Wenn man jemanden fragen würde, was er unter Lernen versteht, würde man vielleicht spontan eine Antwort erhalten wie: „Die Aneignung der Kenntnisse neuer Vokabeln, das Auswendiglernen der Hauptstädte in Europa” oder ähnliches. Diese Erläuterungen würden sich also darauf beziehen, dass eine Person sich neue Wissensinhalte aneignet. Im Gegensatz dazu wird der Ausdruck Lernen in der Lernpsychologie erweitert und spezifiziert gebraucht. Lernen wird im lernpsychologischen Kontext als ein Erfahrungsprozess aufgefasst, der zu einer relativ dauerhaften Veränderung des Verhaltens bzw. des potenziellen Verhaltens (Verhaltensdisposition) führt. Verhaltensänderungen, die durch temporäre Zustände, Reifung oder angeborene bzw. genetische Reaktionstendenzen erklärt werden können, sind ebenso ausgeschlossen, wie Verhaltensänderungen, die auf Wachstumsvorgänge, Ermüdung, Alterung, Einwirkung von Pharmaka oder Verletzung zurückzuführen sind. Nach Bower und Hilgard [1] bezieht sich Lernen auf die Veränderung im Verhalten oder im Verhaltenspotenzial eines Organismus hinsichtlich einer bestimmten Situation, die auf wiederholte Erfahrung des Organismus in dieser Situation zurückgeht, vorausgesetzt, dass diese Verhaltensänderung nicht auf angeborene Reaktionstendenzen oder vorübergehende Zustände (wie etwa Müdigkeit, Trunkenheit, Triebzustände, u. s. w.) zurückgeführt werden kann.

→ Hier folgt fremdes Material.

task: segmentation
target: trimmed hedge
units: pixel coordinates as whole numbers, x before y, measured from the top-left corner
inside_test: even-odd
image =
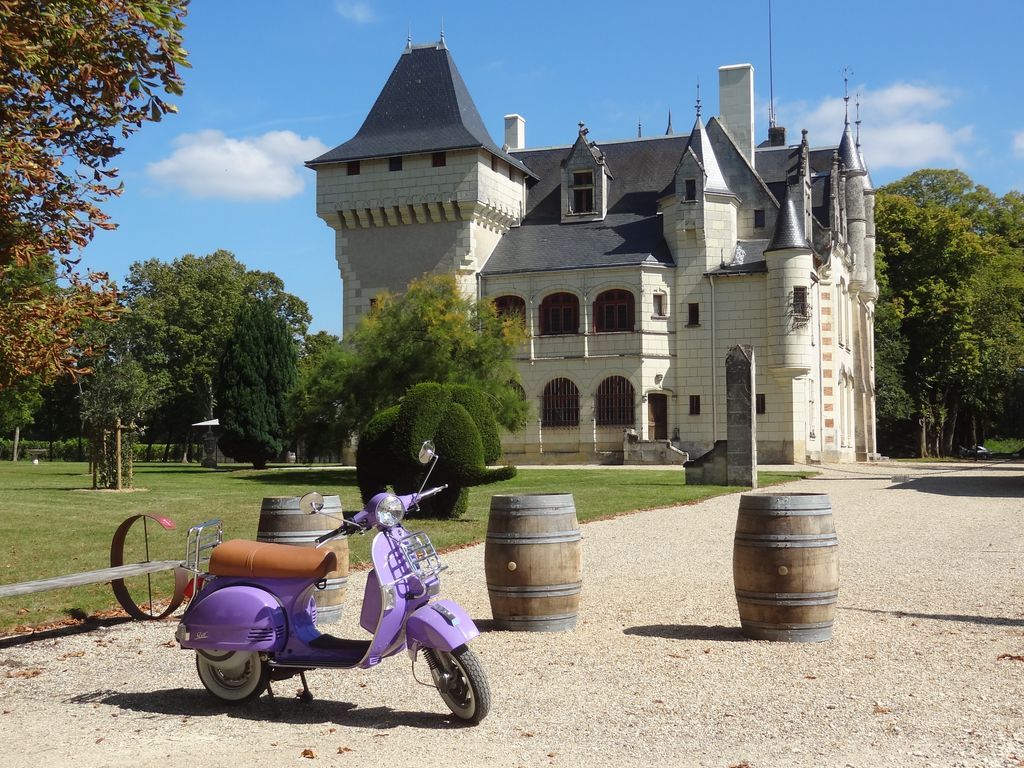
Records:
[[[418,456],[428,439],[440,457],[430,482],[449,487],[422,504],[425,516],[460,517],[469,486],[515,476],[515,467],[486,466],[501,457],[501,441],[485,396],[468,386],[427,382],[411,387],[398,406],[378,413],[362,430],[355,474],[364,503],[389,485],[397,494],[418,490],[425,473]]]

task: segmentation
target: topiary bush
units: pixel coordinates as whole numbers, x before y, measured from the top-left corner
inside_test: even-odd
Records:
[[[434,441],[440,457],[430,484],[449,487],[421,505],[424,516],[460,517],[470,486],[515,476],[515,467],[486,466],[501,458],[501,440],[485,396],[465,385],[427,382],[374,416],[359,435],[355,476],[364,503],[389,485],[397,494],[419,489],[426,468],[418,456],[425,440]]]

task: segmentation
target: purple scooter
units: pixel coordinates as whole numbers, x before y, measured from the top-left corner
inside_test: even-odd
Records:
[[[428,440],[420,461],[432,460],[436,462],[436,455]],[[224,542],[219,520],[189,530],[185,565],[193,572],[195,597],[175,638],[182,648],[196,650],[206,689],[237,703],[264,690],[272,698],[271,680],[299,675],[299,698],[309,701],[308,670],[370,668],[407,650],[416,678],[422,651],[433,686],[452,712],[473,724],[483,720],[490,709],[490,689],[483,667],[466,646],[479,630],[457,603],[435,599],[438,574],[445,566],[426,534],[410,534],[401,525],[408,511],[444,487],[421,487],[408,496],[378,494],[351,519],[319,537],[317,548]],[[306,512],[318,512],[324,497],[306,494],[300,505]],[[323,634],[316,629],[312,595],[337,568],[337,557],[318,545],[349,530],[362,534],[372,528],[377,529],[371,547],[374,567],[367,577],[359,626],[373,637],[345,640]]]

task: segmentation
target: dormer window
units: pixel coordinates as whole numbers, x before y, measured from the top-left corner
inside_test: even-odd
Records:
[[[594,172],[572,172],[572,213],[594,212]]]

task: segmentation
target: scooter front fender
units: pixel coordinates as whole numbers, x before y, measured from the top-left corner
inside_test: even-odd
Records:
[[[427,603],[406,623],[406,638],[413,654],[420,648],[455,650],[479,634],[469,613],[454,600]]]
[[[230,585],[204,594],[181,616],[182,648],[281,650],[287,640],[285,609],[269,592]]]

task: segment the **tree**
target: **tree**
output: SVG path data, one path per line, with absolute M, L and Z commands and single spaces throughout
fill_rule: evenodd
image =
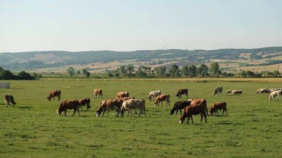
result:
M 219 69 L 219 65 L 217 62 L 212 62 L 211 64 L 210 71 L 213 77 L 215 77 L 215 75 L 217 74 L 218 70 Z
M 74 74 L 74 69 L 72 67 L 70 67 L 68 69 L 67 71 L 68 72 L 68 74 L 69 74 L 71 78 L 72 78 L 72 76 Z
M 178 66 L 173 64 L 168 69 L 168 73 L 170 74 L 171 77 L 178 77 L 180 72 L 177 72 L 177 70 L 179 70 L 179 67 Z
M 277 70 L 274 70 L 274 71 L 273 71 L 273 76 L 276 78 L 280 77 L 280 73 Z

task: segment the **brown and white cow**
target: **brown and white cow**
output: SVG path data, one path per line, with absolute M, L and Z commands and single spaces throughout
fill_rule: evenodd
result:
M 222 115 L 224 114 L 224 112 L 226 112 L 226 116 L 227 116 L 227 109 L 226 107 L 227 105 L 226 104 L 226 102 L 215 102 L 213 103 L 211 106 L 211 109 L 210 110 L 210 115 L 212 115 L 213 113 L 215 114 L 215 112 L 218 116 L 218 113 L 217 113 L 217 110 L 221 110 L 221 109 L 223 110 L 223 113 L 222 113 Z
M 205 99 L 192 99 L 190 103 L 190 105 L 195 104 L 203 104 L 206 109 L 206 115 L 208 115 L 208 107 L 207 106 L 207 100 Z
M 116 99 L 118 99 L 123 97 L 129 97 L 129 92 L 119 92 L 117 94 Z
M 207 115 L 206 115 L 205 108 L 206 107 L 204 104 L 190 105 L 190 106 L 187 106 L 184 109 L 183 114 L 182 114 L 179 118 L 179 123 L 183 123 L 185 118 L 188 118 L 187 123 L 188 123 L 189 119 L 191 118 L 192 124 L 193 124 L 194 123 L 193 121 L 193 115 L 200 114 L 201 115 L 201 122 L 203 120 L 203 116 L 204 116 L 206 123 L 207 123 Z
M 100 99 L 100 97 L 103 99 L 103 93 L 102 93 L 102 90 L 101 89 L 95 89 L 94 90 L 92 96 L 93 96 L 94 99 L 96 99 L 98 95 L 99 95 L 99 99 Z
M 85 112 L 89 111 L 91 106 L 90 106 L 90 99 L 89 98 L 84 98 L 77 100 L 78 101 L 78 104 L 80 106 L 80 111 L 82 111 L 81 106 L 87 105 L 86 110 Z
M 73 114 L 72 114 L 72 116 L 74 115 L 76 111 L 77 111 L 78 116 L 79 116 L 79 104 L 78 104 L 78 101 L 77 100 L 67 100 L 62 102 L 59 107 L 59 110 L 57 111 L 58 116 L 60 116 L 62 112 L 64 111 L 65 114 L 64 116 L 66 116 L 67 109 L 73 109 Z
M 53 100 L 55 100 L 55 97 L 58 97 L 58 100 L 57 100 L 57 101 L 60 101 L 61 99 L 61 91 L 51 90 L 49 96 L 47 97 L 47 99 L 48 100 L 50 101 L 52 98 L 53 98 Z
M 158 97 L 158 96 L 160 96 L 162 92 L 161 92 L 161 90 L 153 91 L 149 93 L 149 96 L 148 96 L 147 99 L 149 101 L 151 101 L 152 100 L 154 100 L 154 97 Z
M 166 101 L 166 105 L 165 106 L 167 106 L 167 103 L 168 103 L 168 106 L 170 106 L 170 100 L 169 99 L 169 95 L 168 94 L 165 94 L 165 95 L 161 95 L 157 97 L 157 99 L 156 99 L 156 101 L 155 101 L 155 106 L 157 106 L 157 105 L 159 106 L 160 104 L 160 102 L 162 103 L 162 106 L 163 106 L 163 101 Z
M 10 102 L 12 103 L 12 107 L 15 107 L 15 105 L 17 104 L 14 100 L 14 97 L 12 95 L 5 95 L 5 96 L 4 96 L 4 100 L 5 101 L 6 107 L 8 107 L 8 105 L 10 105 Z
M 185 99 L 188 98 L 188 89 L 181 89 L 177 91 L 177 93 L 175 95 L 175 98 L 176 99 L 181 99 L 181 95 L 185 95 Z
M 96 110 L 96 117 L 98 117 L 102 112 L 103 112 L 103 115 L 102 116 L 104 116 L 104 114 L 106 111 L 107 111 L 107 114 L 108 117 L 109 110 L 115 110 L 116 111 L 118 112 L 118 115 L 116 117 L 118 117 L 120 112 L 120 109 L 122 103 L 122 101 L 118 99 L 107 99 L 101 101 L 100 106 L 98 108 L 98 109 Z
M 145 117 L 146 117 L 146 113 L 145 113 L 145 100 L 129 99 L 124 100 L 124 101 L 122 102 L 122 105 L 121 107 L 121 117 L 123 117 L 124 111 L 126 110 L 127 111 L 127 116 L 130 114 L 130 116 L 132 117 L 132 109 L 138 109 L 140 110 L 139 117 L 140 117 L 142 113 L 143 113 Z

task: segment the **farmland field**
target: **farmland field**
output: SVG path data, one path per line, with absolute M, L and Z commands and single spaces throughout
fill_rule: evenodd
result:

Ähnlich definieren Perrez und Patry [2] Lernen als „Aufbau (bzw. Abbau) von relativ stabilen Verhaltensdispositionen im weitesten Sinne [...], also Dispositionen zu offenem (direkt Beobachtbarem) und/oder verdecktem, zu psychomotorischem, affektivem, kognitivem und vegetativem Verhalten aufgrund von Erfahrung. Unter einer Verhaltensdisposition versteht man die Bereitschaft des Organismus, sich unter mehr oder weniger spezifischen (in Grenzfällen generellen) Bedingungen in einer bestimmten Weise zu verhalten; also z. B. Gedächtnisinhalte abzurufen, bestimmte Probleme lösen zu können oder mit Angst zu reagieren.”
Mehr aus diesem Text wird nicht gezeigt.